Su hermano Sebastián tiene 7 años y convive con Facundo, y la madre de ambos, Leticia, quienes se muestran cada día agradecidos porque la sociedad los haya ayudado a salir adelante.

El de Facundo fue uno de los ejemplos más claros de solidaridad de una comunidad que luchó codo a codo para ayudar a uno de sus hijos.

Claudia Silva: joven de Pueblo Lavalleja que sufre rara enfermedad, fue apoyada por un equipo de mujeres solidarias

El caso de Claudia Silva que se dio a conocer hace exactamente un año atrás.

Un grupo de mujeres de Salto, conformado por María Luisa Nogueira, Sandra Teixeira, la Contadora Ximena Sánchez y la Escribana Lady Garay, en un gesto solidario se unieron para ayudar a Claudia Silva, una joven salteña oriunda de Pueblo Lavalleja que padece una extraña enfermedad y al parecer –en ese entonces – era el único caso del país.

La chica padece desde los 14 una afección que se concibe como hemoglobinuria paroxística nocturna, un desorden provocado por el propio organismo que afecta a la médula.

La enfermedad se manifiesta por una ictericia que experimenta la joven a la tardecita y a la madrugada comienza con hemorragias por medio de la orina.

Ello llevó a Claudia a restringir sus actividades, pues debe tomar muchos recaudos, como no exponerse al sol durante el día y le ha ido socavando su calidad de vida.

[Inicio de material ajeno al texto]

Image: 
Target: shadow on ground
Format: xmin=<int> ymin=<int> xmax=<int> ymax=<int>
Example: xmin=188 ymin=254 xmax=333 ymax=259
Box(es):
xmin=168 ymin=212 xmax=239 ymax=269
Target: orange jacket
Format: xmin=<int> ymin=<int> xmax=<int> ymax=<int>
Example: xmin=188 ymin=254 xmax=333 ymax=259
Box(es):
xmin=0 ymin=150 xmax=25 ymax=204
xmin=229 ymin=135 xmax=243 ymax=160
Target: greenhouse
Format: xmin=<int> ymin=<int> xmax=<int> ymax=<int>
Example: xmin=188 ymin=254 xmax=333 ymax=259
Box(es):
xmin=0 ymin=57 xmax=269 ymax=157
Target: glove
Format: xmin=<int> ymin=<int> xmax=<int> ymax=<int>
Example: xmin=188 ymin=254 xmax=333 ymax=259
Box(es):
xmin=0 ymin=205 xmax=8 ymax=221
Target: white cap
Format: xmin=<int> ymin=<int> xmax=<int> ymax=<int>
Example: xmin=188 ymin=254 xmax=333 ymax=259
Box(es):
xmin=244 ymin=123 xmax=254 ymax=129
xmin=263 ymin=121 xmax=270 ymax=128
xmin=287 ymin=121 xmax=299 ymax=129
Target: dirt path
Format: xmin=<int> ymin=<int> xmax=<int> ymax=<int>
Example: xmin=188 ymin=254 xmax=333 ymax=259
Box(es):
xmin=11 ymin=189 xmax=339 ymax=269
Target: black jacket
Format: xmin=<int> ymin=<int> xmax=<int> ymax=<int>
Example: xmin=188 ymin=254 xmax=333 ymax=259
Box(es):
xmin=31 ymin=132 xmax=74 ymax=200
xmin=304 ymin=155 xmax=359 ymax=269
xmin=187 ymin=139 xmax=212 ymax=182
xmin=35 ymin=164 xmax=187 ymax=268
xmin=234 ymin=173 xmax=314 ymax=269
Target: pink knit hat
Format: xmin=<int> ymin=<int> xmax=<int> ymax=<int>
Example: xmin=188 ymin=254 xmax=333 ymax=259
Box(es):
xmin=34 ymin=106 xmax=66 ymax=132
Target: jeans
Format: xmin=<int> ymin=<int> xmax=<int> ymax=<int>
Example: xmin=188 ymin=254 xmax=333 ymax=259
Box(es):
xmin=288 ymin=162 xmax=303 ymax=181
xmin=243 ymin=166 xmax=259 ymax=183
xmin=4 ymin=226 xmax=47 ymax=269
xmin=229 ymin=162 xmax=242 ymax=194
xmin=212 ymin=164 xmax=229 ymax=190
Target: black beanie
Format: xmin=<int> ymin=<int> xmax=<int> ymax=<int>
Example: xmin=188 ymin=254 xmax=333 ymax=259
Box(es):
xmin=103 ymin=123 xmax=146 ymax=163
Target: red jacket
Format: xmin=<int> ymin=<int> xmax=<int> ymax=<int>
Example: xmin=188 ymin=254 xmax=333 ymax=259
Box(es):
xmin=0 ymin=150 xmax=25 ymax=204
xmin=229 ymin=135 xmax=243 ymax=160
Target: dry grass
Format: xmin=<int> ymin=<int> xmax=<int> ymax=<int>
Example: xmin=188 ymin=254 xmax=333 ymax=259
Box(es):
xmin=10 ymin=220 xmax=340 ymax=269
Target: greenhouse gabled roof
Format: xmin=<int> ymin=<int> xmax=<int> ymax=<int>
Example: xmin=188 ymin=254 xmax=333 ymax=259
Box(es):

Debido a su delicado estado de salud, a lo largo del tiempo un mayor número de tranfusiones se tornaron en un paliativo para mantener su organismo.

MUJERES SOLIDARIAS

Es así que este grupo de mujeres al tomar contacto con su realidad se han solidarizado pues el costo del tratamiento es muy alto y Claudia no contaba con los recursos para hacerlo.

En su momento necesitó de mil dólares para continuar con el mismo, pues cuenta con los medicamentos para unos días más y es un tratamiento que no se puede interrumpir.

Mucha gente se ha movido para que pudiera seguir en pie con los cuidados paliativos.

El medicamento es “Transfer Factor”, que le permite reforzar las defensas y que le ha permitido mantenerse en buen estado, dentro de la severidad de su situación.

El sueño que se planteó más adelante fue llegar a conseguir 60.000 dólares para acceder al tratamiento más efectivo que Claudia debería hacer en Buenos Aires.

Una vez más entonces, se pretende llegar al corazón de los salteños, para que esta joven pueda fortalecerse y llevar una vida mejor.

“Es un ser maravilloso y por algo Dios nos ha puesto en su camino, para que nuestro grano de mostaza, junto a la ayuda de todos los salteños, ya apoyemos para que se mantenga bien” – enfatizó Nogueira en aquella nota brindada a EL PUEBLO, donde una vez más se mostró el espíritu solidario de los salteños.